You may now scroll through the giant list until you find something interesting.

RotLI main window with colorful icons

Macintosh Icons

In the classic Mac OS, there are several kinds of icons.

They come in two main sizes: 32 by 32 and 16 by 16 pixels.
The 32x32 icons are the ones most commonly seen. There also exists icons that are 16 by 12 pixels, but they are quite rare.

Icons also exist in different bit depths. The bit depth is a way to express the number of colors that they use: 1-bit means there are only 2 possible colors represented at once.
On the Mac, these colors are black and white. It’s the original bit depth of the black and white Macintosh, and the only one that was supported until Color QuickDraw appeared with the Macintosh II.

4-bit means that here are 16 possible colors represented at once, and 8-bit allows for 256 colors. 4- and 8-bit modes rely on color palettes to determine exactly what the 16 and 256 colors actually are.
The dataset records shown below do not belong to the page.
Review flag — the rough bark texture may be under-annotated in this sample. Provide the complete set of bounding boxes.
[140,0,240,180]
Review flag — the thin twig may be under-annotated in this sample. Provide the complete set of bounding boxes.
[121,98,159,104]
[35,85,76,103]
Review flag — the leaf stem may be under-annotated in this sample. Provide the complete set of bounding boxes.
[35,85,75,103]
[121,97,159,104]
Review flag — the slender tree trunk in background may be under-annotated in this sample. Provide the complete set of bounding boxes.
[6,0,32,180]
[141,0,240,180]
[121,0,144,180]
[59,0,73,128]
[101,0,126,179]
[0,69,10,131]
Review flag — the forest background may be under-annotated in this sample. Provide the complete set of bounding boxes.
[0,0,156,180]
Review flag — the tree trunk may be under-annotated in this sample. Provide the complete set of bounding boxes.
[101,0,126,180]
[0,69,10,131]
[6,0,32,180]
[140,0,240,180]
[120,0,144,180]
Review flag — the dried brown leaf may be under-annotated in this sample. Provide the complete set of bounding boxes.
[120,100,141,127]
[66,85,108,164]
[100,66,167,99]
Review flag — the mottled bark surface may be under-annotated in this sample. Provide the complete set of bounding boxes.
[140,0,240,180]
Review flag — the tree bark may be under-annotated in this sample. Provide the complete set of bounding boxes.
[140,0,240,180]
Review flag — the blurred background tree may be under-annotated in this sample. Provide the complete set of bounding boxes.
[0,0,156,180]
RotLI carefully recreates the default palettes of classic Mac OS to make sure the icons look the way they used to on the original machines.

Later versions of the Mac OS supported more sizes and more bit depths but RotLI does not support these (yet?).

Selecting an Icon Type

When it starts, RotLI defaults to looking for 32x32 icons, with 1-bit depth. Because it’s a classic Mac OS requirement that all icons must have a black-and-white version, it’s a good place to start.
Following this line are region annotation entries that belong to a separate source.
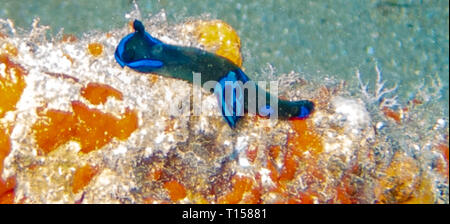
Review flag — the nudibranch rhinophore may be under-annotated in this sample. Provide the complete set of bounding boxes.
[115,20,314,128]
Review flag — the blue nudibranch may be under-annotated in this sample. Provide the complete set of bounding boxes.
[114,20,314,128]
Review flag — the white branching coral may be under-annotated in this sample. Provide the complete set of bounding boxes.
[356,65,398,108]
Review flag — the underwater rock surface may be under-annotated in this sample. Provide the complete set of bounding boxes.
[0,12,449,203]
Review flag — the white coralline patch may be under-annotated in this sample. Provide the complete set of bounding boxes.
[331,96,370,134]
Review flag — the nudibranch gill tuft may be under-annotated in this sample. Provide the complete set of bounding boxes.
[114,20,314,128]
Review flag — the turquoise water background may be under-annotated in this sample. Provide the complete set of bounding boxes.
[0,0,449,115]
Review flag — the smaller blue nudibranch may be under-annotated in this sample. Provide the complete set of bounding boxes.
[114,20,314,128]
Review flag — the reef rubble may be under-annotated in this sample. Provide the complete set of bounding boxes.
[0,11,449,204]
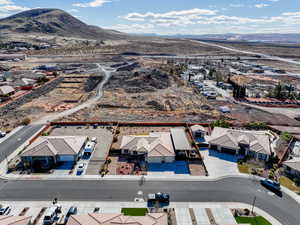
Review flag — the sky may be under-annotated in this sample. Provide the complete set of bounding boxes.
[0,0,300,35]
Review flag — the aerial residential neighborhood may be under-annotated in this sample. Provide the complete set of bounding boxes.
[0,0,300,225]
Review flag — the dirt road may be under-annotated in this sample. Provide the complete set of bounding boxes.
[32,64,114,124]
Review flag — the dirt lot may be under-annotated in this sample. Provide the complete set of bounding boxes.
[62,59,219,122]
[211,101,300,126]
Width selector Bit depth selector

Keep scrolling and you should eventually find something.

You can switch to another icon type by selecting another size or bit depth at the bottom of the window. When you do, RotLI will try to remain at the same physical location in the file. This is useful because, often, icons of different sizes and bit depths were physically clustered together in a resource file. So when you switch to another mode, you might find the other versions nearby.

Fine-tuning

Often, the icon will appear shifted to the left or the right. This is normal, and it’s a side-effect of RotLI presenting data by groups of bytes. If you spot an icon but it appears shifted, drag the “Fine-tune” slider at the bottom of the window until it’s correctly centered Fine-tune selector

Pixel Grid

The “Show Pixel Grid” button allows you to turn on and off a light grid effect applied to the icons. It’s purely cosmetic. Pixel Grid selector

Bookmarking the Icon

Once you have found the icon of your dreams, click on it once to select it and bookmark it using the “+” icon at the bottom right. Adding a bookmark control

The icon will appear in the list on the left. Some info will be displayed, including a default nickname. You can provide a more explicit name if vou wish.

The Bookmark list

A bookmark

Clicking on an icon in the bookmarks list will return you to that icon.

Clicking the trash icon will remove your bookmark.

Icon Mask

Classic Mac OS icons can he given an icon mask. This mask identifies which pixels of the icon are visible (they are masked in black), and which are invisible (masked in white).

If, directly following your icon, you notice another icon that looks like the shadow of the one you’re found, click the “Has an icon mask” checkbox on the bookmark. This will tell RotLI that it should capture not only the icon, but also its icon mask.

Note that this only works for 1-bit icons.

For example, this is what the icon mask for the “Happy Mac” icon would look like: An icon mask

Sharing

Clicking on the “Share” icon on a bookmark allows you to save it in different formats.

Export options

You can also specify a zoom factor because, on modern screens, a pixel is reaaaaaally small. Each pixel of the original icon will be multiplied by the zoom factor. so, if your original icon is 32 pixels wide and your zoom factor is 10, your image will be 320×320 pixels.

Finally, you can choose to add an overlay to your images. This will add coordinates to the pixels of the icon, simplifying its transfer to the physical world: knit, tile your bathroom, build it out of LEGO…

Happy Mac icon with coordinates overlay

3D Viewer

Clicking on the “Eye” icon will display your icon in glorious 3D. You can click and drag your mouse on the model to contemplate it from every angle.

Save All

Finally, Clicking “Save All Icons” at the bottom of the bookmarks list will save every icon in your list. Here too you’ll have a choice of the formats you want.